MCMCordfactanal {MCMCpack}R Documentation

Markov chain Monte Carlo for Ordinal Data Factor Analysis Model

Description

This function generates a posterior density sample from an ordinal data factor analysis model. Normal priors are assumed on the factor loadings and factor scores while improper uniform priors are assumed on the cutpoints. The user supplies data and parameters for the prior distributions, and a sample from the posterior density is returned as an mcmc object, which can be subsequently analyzed with functions provided in the coda package.

Usage

MCMCordfactanal(x, factors, lambda.constraints=list(),
                data=parent.environment(), burnin = 1000, mcmc = 20000,
                thin=1, tune=NA, verbose = FALSE, seed = NA,
                lambda.start = NA, l0=0, L0=0,
                store.lambda=TRUE, store.scores=FALSE,
                drop.constantvars=TRUE, ... )
 

Arguments

x Either a formula or a numeric matrix containing the manifest variables.
factors The number of factors to be fitted.
lambda.constraints List of lists specifying possible equality or simple inequality constraints on the factor loadings.
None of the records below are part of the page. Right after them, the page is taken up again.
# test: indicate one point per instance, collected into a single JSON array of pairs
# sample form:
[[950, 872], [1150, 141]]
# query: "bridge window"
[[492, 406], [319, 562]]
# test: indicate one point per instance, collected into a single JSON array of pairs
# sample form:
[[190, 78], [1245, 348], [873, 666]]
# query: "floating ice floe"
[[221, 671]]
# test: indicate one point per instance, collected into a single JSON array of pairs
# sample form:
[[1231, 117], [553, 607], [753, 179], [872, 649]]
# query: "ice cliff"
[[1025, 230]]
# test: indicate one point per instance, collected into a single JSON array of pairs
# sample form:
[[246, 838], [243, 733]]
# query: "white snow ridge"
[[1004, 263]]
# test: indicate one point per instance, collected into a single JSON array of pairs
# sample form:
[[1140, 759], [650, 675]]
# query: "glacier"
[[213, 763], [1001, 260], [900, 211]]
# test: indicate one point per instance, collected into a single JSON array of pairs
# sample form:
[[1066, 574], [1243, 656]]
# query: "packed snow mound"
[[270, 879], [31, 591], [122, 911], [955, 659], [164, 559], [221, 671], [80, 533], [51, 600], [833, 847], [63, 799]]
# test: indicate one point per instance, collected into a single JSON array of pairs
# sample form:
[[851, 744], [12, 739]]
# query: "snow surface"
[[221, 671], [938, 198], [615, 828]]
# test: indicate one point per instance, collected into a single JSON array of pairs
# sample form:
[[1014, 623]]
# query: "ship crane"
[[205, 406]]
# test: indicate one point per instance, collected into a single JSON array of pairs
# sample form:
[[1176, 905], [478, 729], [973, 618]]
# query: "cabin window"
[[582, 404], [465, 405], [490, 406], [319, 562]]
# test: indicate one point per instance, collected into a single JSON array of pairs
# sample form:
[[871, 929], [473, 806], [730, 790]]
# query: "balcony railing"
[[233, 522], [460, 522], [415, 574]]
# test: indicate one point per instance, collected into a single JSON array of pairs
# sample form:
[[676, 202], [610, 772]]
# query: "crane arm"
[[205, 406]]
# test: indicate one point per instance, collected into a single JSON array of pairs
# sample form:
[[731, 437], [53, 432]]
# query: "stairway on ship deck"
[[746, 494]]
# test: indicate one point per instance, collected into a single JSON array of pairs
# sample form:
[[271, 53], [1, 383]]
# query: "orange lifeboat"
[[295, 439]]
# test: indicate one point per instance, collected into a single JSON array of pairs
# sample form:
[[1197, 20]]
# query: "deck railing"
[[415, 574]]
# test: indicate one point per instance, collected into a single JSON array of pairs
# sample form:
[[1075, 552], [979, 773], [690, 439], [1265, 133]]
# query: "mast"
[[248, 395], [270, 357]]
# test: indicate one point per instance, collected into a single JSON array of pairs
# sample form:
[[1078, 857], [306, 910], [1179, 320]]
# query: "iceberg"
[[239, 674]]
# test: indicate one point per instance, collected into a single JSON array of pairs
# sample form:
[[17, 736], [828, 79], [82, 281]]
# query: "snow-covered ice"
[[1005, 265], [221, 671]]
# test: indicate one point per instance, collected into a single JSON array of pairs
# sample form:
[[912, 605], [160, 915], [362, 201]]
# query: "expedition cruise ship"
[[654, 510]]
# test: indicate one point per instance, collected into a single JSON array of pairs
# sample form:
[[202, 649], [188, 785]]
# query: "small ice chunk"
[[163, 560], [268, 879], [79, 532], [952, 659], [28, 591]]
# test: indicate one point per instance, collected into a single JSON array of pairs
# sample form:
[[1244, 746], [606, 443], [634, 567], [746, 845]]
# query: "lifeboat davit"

A typical entry in the list has one of three forms: varname=list(d,c) which will constrain the dth loading for the variable named varname to be equal to c, varname=list(d,"+") which will constrain the dth loading for the variable named varname to be positive, and varname=list(d, "-") which will constrain the dth loading for the variable named varname to be negative. If x is a matrix without column names defaults names of ``V1", ``V2", ... , etc will be used. Note that, unlike MCMCfactanal, the Lambda matrix used here has factors+1 columns. The first column of Lambda corresponds to negative item difficulty parameters and should generally not be constrained.
data A data frame.
burnin The number of burn-in iterations for the sampler.
mcmc The number of iterations for the sampler.
thin The thinning interval used in the simulation. The number of iterations must be divisible by this value.
tune The tuning parameter for the Metropolis-Hastings sampling. Can be either a scalar or a k-vector. Must be strictly positive.
verbose A switch which determines whether or not the progress of the sampler is printed to the screen. If TRUE, the iteration number and the Metropolis-Hastings acceptance rate are printed to the screen.
seed The seed for the random number generator. If NA, the Mersenne Twister generator is used with default seed 12345; if an integer is passed it is used to seed the Mersenne twister. The user can also pass a list of length two to use the L'Ecuyer random number generator, which is suitable for parallel computation. The first element of the list is the L'Ecuyer seed, which is a vector of length six or NA (if NA a default seed of rep(12345,6) is used). The second element of list is a positive substream number. See the MCMCpack specification for more details.
lambda.start Starting values for the factor loading matrix Lambda. If lambda.start is set to a scalar the starting value for all unconstrained loadings will be set to that scalar. If lambda.start is a matrix of the same dimensions as Lambda then the lambda.start matrix is used as the starting values (except for equality-constrained elements). If lambda.start is set to NA (the default) then starting values for unconstrained elements in the first column of Lambda are based on the observed response pattern, the remaining unconstrained elements of Lambda are set to , and starting values for inequality constrained elements are set to either 1.0 or -1.0 depending on the nature of the constraints.
l0 The means of the independent Normal prior on the factor loadings. Can be either a scalar or a matrix with the same dimensions as Lambda.
L0 The precisions (inverse variances) of the independent Normal prior on the factor loadings. Can be either a scalar or a matrix with the same dimensions as Lambda.
store.lambda A switch that determines whether or not to store the factor loadings for posterior analysis. By default, the factor loadings are all stored.
store.scores A switch that determines whether or not to store the factor scores for posterior analysis. NOTE: This takes an enormous amount of memory, so should only be used if the chain is thinned heavily, or for applications with a small number of observations. By default, the factor scores are not stored.
drop.constantvars A switch that determines whether or not manifest variables that have no variation should be deleted before fitting the model. Default = TRUE.
... further arguments to be passed

Details

The model takes the following form:

Let 1=1,...,n index observations and j=1,...,K index response variables within an observation. The typical observed variable x_ij is ordinal with a total of C_j categories. The distribution of X is governed by a N by K matrix of latent variables Xstar and a series of cutpoints gamma. Xstar is assumed to be generated according to:

xstar_i = Lambda phi_i + epsilon_i

epsilon_i ~ N(0, I)

where xstar_i is the k-vector of latent variables specific to observation i, Lambda is the k by d matrix of factor loadings, and phi_i is the d-vector of latent factor scores. It is assumed that the first element of phi_i is equal to 1 for all i.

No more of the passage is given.